Update: I meant to mention the staircase scene, but I forgot somehow. I wish I could find a clip. It’s incredible.
The Purple Rose of Cairo. This is a tremendous movie. If you love movies, I think it’ll stay with you. So good. Ebert agrees with me. As in Sherlock, Jr. the characters break the screen and go back and forth from the film world to reality (Allen is a science fiction filmmaker, you might recall) and wrestle with the rules and expectations on either side. There’s clever satire of movies, movie culture, movie-lovers. Much of it is bittersweet, but there’s almost always some jumping dixieland jazz playing in the background that keeps things from getting too sour. Thus, we have an escapist film about film escapism. After all, we need delusions to keep us going.
Since no one asked, here’s my ranking of Woody Allen films I’ve seen:
8½. My first Fellini. Features a nice blend of reality and the daydreams of the protagonist. I also appreciate how the protagonist-director’s anxiety and creative listlessness are undercut by the mastery of the actual director’s work. A film about being lost by someone totally in control. It is a quite beautiful film. They say it’s one of the greats
Joe Gillis: You’re Norma Desmond. You used to be in silent pictures. You used to be big.
Norma Desmond: I am big. It’s the pictures that got small.
Sunset Boulevard. Not as good as I had hoped, but still interesting beginning to end.
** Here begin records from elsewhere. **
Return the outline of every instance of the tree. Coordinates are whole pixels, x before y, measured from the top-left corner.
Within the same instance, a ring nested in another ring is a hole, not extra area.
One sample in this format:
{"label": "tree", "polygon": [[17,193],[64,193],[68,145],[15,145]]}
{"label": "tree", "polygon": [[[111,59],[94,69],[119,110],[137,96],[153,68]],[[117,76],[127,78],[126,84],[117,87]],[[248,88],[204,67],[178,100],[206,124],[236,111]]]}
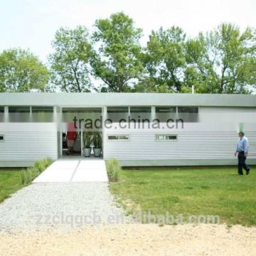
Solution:
{"label": "tree", "polygon": [[164,91],[181,92],[186,67],[185,40],[183,30],[174,26],[167,30],[160,28],[149,36],[144,64],[151,82],[160,87],[160,91],[165,88]]}
{"label": "tree", "polygon": [[255,36],[251,28],[223,23],[186,44],[187,86],[198,92],[249,93],[256,84]]}
{"label": "tree", "polygon": [[143,70],[139,40],[142,30],[124,13],[95,22],[92,38],[95,52],[91,60],[93,73],[104,82],[102,91],[125,92]]}
{"label": "tree", "polygon": [[60,28],[52,46],[55,50],[49,56],[52,83],[67,92],[90,92],[91,46],[87,29],[82,26]]}
{"label": "tree", "polygon": [[0,92],[48,90],[48,70],[29,50],[5,50],[0,54]]}

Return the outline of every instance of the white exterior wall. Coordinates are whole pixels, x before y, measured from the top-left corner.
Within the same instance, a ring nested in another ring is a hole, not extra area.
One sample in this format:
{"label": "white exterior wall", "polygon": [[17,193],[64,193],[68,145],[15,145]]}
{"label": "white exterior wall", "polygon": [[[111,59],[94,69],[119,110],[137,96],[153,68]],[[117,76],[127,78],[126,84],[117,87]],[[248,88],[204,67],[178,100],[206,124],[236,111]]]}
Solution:
{"label": "white exterior wall", "polygon": [[0,166],[25,166],[46,157],[58,159],[55,123],[1,123]]}
{"label": "white exterior wall", "polygon": [[[198,122],[184,123],[183,129],[107,129],[104,132],[104,158],[116,158],[123,165],[150,165],[150,161],[154,165],[160,162],[161,165],[187,165],[192,161],[196,164],[215,164],[217,161],[235,164],[239,123],[242,122],[250,140],[248,159],[256,164],[256,127],[252,123],[256,119],[255,108],[200,107],[198,116]],[[164,126],[161,124],[160,127]],[[156,134],[177,134],[178,139],[156,141]],[[130,139],[109,141],[110,134],[129,134]]]}

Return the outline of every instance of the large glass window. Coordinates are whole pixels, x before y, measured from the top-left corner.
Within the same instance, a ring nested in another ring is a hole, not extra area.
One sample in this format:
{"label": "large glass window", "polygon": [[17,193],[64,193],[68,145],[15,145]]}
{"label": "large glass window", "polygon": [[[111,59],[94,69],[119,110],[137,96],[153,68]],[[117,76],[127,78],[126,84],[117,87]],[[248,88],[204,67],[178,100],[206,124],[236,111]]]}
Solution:
{"label": "large glass window", "polygon": [[13,122],[30,122],[29,106],[9,106],[9,121]]}
{"label": "large glass window", "polygon": [[28,106],[15,106],[9,107],[9,113],[30,113],[30,107]]}
{"label": "large glass window", "polygon": [[107,107],[107,118],[113,122],[118,122],[121,119],[127,120],[129,107]]}
{"label": "large glass window", "polygon": [[53,121],[53,107],[33,106],[31,122],[50,122]]}
{"label": "large glass window", "polygon": [[178,113],[198,113],[198,107],[178,107]]}
{"label": "large glass window", "polygon": [[107,135],[107,139],[111,141],[128,141],[129,139],[129,135],[127,134]]}
{"label": "large glass window", "polygon": [[156,134],[157,141],[176,141],[177,137],[176,134]]}
{"label": "large glass window", "polygon": [[156,107],[156,113],[176,113],[176,107]]}
{"label": "large glass window", "polygon": [[53,113],[53,107],[32,107],[32,113]]}

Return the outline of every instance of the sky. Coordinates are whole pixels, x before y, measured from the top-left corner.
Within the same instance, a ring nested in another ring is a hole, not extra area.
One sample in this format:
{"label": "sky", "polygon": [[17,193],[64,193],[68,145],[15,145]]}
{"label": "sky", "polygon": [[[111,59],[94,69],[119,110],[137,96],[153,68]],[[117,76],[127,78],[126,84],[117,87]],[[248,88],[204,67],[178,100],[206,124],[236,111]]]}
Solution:
{"label": "sky", "polygon": [[190,37],[231,22],[242,30],[256,28],[256,0],[0,0],[0,52],[20,47],[43,61],[60,26],[93,29],[97,18],[124,11],[144,31],[181,27]]}

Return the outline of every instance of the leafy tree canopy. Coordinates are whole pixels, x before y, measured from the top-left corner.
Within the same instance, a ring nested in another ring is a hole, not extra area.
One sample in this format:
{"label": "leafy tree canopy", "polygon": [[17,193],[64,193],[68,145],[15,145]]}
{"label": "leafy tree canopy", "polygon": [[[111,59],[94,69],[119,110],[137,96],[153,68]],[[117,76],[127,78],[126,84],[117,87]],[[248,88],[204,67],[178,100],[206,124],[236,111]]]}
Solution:
{"label": "leafy tree canopy", "polygon": [[95,77],[104,82],[102,91],[129,91],[143,70],[139,42],[142,30],[134,28],[133,20],[122,12],[99,19],[95,26],[91,65]]}
{"label": "leafy tree canopy", "polygon": [[52,45],[55,50],[49,56],[52,84],[67,92],[90,92],[92,49],[87,29],[83,26],[60,28]]}
{"label": "leafy tree canopy", "polygon": [[0,54],[0,92],[48,90],[47,68],[28,50],[5,50]]}

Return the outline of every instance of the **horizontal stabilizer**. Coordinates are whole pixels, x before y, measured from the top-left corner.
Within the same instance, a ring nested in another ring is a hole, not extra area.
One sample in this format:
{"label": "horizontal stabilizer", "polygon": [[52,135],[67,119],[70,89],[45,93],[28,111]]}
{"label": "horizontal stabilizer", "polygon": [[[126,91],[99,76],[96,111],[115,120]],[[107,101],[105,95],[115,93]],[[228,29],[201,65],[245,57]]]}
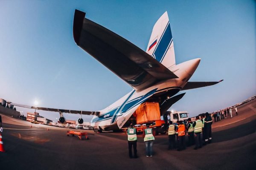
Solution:
{"label": "horizontal stabilizer", "polygon": [[218,82],[188,82],[181,90],[189,90],[209,86],[215,85],[222,81],[223,81],[223,79]]}
{"label": "horizontal stabilizer", "polygon": [[76,10],[73,34],[76,44],[135,90],[178,77],[143,50]]}
{"label": "horizontal stabilizer", "polygon": [[171,108],[172,105],[180,99],[186,93],[180,94],[165,100],[160,106],[160,113],[161,113],[161,115],[166,112],[167,110]]}
{"label": "horizontal stabilizer", "polygon": [[37,106],[31,106],[26,105],[20,105],[16,103],[13,103],[11,102],[8,102],[8,103],[14,106],[21,107],[22,108],[29,108],[30,109],[40,110],[44,111],[53,111],[56,112],[67,113],[68,113],[73,114],[81,114],[87,115],[98,115],[99,114],[99,112],[97,111],[82,111],[82,110],[67,110],[61,109],[54,109],[52,108],[43,108]]}

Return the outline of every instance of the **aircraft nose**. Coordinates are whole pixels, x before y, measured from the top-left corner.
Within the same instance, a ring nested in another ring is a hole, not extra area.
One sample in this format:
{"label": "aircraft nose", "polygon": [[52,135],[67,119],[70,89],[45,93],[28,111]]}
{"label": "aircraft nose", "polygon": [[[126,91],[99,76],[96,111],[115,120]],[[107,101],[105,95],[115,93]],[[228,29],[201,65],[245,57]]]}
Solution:
{"label": "aircraft nose", "polygon": [[192,75],[199,65],[201,60],[201,58],[197,58],[187,62],[187,67],[185,70],[186,72],[189,74]]}

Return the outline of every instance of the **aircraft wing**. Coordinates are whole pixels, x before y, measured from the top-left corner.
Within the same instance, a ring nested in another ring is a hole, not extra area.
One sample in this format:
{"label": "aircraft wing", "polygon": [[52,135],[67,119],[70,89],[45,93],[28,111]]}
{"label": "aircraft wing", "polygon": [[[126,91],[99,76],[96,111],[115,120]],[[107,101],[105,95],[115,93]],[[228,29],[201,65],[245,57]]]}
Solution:
{"label": "aircraft wing", "polygon": [[178,78],[143,50],[76,10],[73,35],[76,44],[135,90]]}
{"label": "aircraft wing", "polygon": [[222,81],[223,81],[223,79],[218,82],[188,82],[181,90],[189,90],[209,86],[215,85]]}
{"label": "aircraft wing", "polygon": [[67,110],[61,109],[55,109],[52,108],[43,108],[38,106],[31,106],[26,105],[20,105],[16,103],[13,103],[11,102],[7,102],[11,105],[14,106],[21,107],[22,108],[29,108],[30,109],[33,109],[36,110],[41,110],[54,111],[56,112],[67,113],[68,113],[73,114],[81,114],[87,115],[98,115],[99,114],[99,112],[98,111],[83,111],[83,110]]}

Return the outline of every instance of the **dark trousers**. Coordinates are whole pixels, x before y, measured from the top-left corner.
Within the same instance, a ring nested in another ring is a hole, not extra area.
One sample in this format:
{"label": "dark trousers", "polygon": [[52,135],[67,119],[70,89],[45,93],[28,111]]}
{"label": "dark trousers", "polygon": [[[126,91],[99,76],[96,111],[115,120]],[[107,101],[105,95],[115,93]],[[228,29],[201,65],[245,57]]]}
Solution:
{"label": "dark trousers", "polygon": [[186,141],[185,135],[178,136],[178,143],[179,144],[178,150],[181,150],[186,149]]}
{"label": "dark trousers", "polygon": [[194,132],[189,132],[189,146],[194,144]]}
{"label": "dark trousers", "polygon": [[202,140],[203,140],[203,141],[204,141],[204,139],[205,139],[205,128],[202,128],[202,135],[201,135],[201,138],[202,138]]}
{"label": "dark trousers", "polygon": [[202,147],[202,139],[201,139],[201,133],[195,133],[195,147],[198,148]]}
{"label": "dark trousers", "polygon": [[131,147],[133,146],[134,152],[134,157],[137,157],[137,142],[128,142],[128,148],[129,148],[129,156],[130,158],[132,157],[132,154],[131,153]]}
{"label": "dark trousers", "polygon": [[205,127],[204,130],[205,130],[205,142],[210,143],[212,142],[212,126],[208,125],[206,127]]}
{"label": "dark trousers", "polygon": [[220,116],[217,116],[217,122],[220,121]]}
{"label": "dark trousers", "polygon": [[168,135],[168,139],[169,141],[168,149],[176,148],[176,144],[175,143],[175,134]]}

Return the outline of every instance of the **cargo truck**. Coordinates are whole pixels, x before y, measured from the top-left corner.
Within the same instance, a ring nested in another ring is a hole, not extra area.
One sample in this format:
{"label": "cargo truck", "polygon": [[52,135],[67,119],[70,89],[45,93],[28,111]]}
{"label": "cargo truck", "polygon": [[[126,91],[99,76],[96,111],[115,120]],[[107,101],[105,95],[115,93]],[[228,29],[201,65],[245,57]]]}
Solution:
{"label": "cargo truck", "polygon": [[[157,135],[165,134],[164,121],[161,120],[159,104],[158,102],[146,102],[141,104],[136,110],[128,122],[133,123],[138,133],[143,133],[147,125],[153,128]],[[127,133],[128,128],[122,129]]]}

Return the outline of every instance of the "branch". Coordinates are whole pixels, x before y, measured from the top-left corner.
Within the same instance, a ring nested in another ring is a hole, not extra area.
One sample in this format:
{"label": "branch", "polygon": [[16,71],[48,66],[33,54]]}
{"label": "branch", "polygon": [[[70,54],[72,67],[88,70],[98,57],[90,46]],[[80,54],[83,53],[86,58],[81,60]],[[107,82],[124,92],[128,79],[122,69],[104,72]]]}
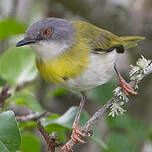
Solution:
{"label": "branch", "polygon": [[9,89],[9,85],[5,85],[0,93],[0,111],[4,109],[6,99],[11,96]]}
{"label": "branch", "polygon": [[26,122],[30,120],[36,121],[42,117],[47,117],[49,115],[50,115],[50,112],[47,112],[47,111],[43,113],[36,112],[36,113],[28,114],[26,116],[16,116],[16,120],[20,122]]}
{"label": "branch", "polygon": [[38,130],[40,131],[41,135],[43,136],[45,142],[48,145],[48,152],[55,152],[56,147],[59,147],[62,145],[62,143],[58,143],[57,141],[57,134],[55,132],[52,132],[50,135],[46,133],[43,126],[41,125],[40,120],[36,121]]}
{"label": "branch", "polygon": [[[130,85],[134,89],[138,89],[138,83],[146,77],[148,74],[152,73],[152,62],[151,60],[145,59],[143,56],[137,61],[136,66],[131,66],[130,70]],[[120,87],[114,90],[114,97],[111,98],[102,108],[95,112],[92,117],[87,121],[87,123],[82,127],[82,131],[86,134],[86,137],[90,136],[91,127],[96,124],[99,118],[102,118],[104,114],[111,109],[109,115],[118,115],[118,112],[123,113],[120,105],[128,102],[128,98],[125,96]],[[122,102],[123,101],[123,102]],[[77,143],[70,139],[61,149],[60,152],[71,152]]]}

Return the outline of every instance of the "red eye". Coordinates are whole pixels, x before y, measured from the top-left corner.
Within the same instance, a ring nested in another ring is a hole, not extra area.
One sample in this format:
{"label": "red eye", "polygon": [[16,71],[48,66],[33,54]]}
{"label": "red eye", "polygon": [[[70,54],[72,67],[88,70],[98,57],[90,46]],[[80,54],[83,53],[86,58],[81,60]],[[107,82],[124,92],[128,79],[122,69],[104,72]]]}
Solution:
{"label": "red eye", "polygon": [[44,37],[48,37],[50,34],[51,34],[51,30],[50,30],[50,29],[44,29],[44,30],[42,31],[42,35],[43,35]]}

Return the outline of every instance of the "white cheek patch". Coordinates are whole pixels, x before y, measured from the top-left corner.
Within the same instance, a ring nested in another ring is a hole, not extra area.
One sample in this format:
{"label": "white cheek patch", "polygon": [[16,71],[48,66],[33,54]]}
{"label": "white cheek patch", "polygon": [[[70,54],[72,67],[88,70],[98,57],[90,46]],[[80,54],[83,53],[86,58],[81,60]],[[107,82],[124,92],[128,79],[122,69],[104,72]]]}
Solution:
{"label": "white cheek patch", "polygon": [[58,42],[40,42],[38,44],[30,45],[37,56],[41,57],[43,60],[49,60],[55,58],[58,55],[66,51],[70,46],[66,43]]}

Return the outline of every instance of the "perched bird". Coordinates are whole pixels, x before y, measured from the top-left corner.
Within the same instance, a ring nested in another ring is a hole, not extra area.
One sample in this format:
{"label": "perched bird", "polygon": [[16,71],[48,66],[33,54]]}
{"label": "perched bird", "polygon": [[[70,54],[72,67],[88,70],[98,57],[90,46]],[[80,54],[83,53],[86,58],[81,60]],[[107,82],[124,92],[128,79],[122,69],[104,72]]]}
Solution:
{"label": "perched bird", "polygon": [[86,92],[109,81],[115,69],[126,95],[136,94],[121,77],[115,62],[118,53],[141,40],[144,37],[119,37],[87,22],[45,18],[32,24],[16,46],[29,45],[33,49],[37,68],[46,81],[82,93],[71,137],[83,143],[78,121]]}

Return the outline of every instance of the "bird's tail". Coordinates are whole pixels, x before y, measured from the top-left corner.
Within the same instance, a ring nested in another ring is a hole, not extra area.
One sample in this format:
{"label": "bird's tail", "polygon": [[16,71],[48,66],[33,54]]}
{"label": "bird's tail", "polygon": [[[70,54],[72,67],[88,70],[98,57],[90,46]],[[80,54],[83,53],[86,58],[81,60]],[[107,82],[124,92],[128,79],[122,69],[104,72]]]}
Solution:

The Cameraman. Keaton’s first film with MGM, whereupon he lost creative control and began his decline. In other words, the last of the good ones. Generally, if your movie introduces a monkey companion part of the way through, you are probably not in top form. That said, the best parts are very good: the dressing room scene and the scene at Yankee stadium (love his pitcher’s mannerisms, also check out the base-running and perfectly-timed slide into home at 2:35). It’s fun at times, but doesn’t compare with The General, Sherlock, Jr., or Our Hospitality.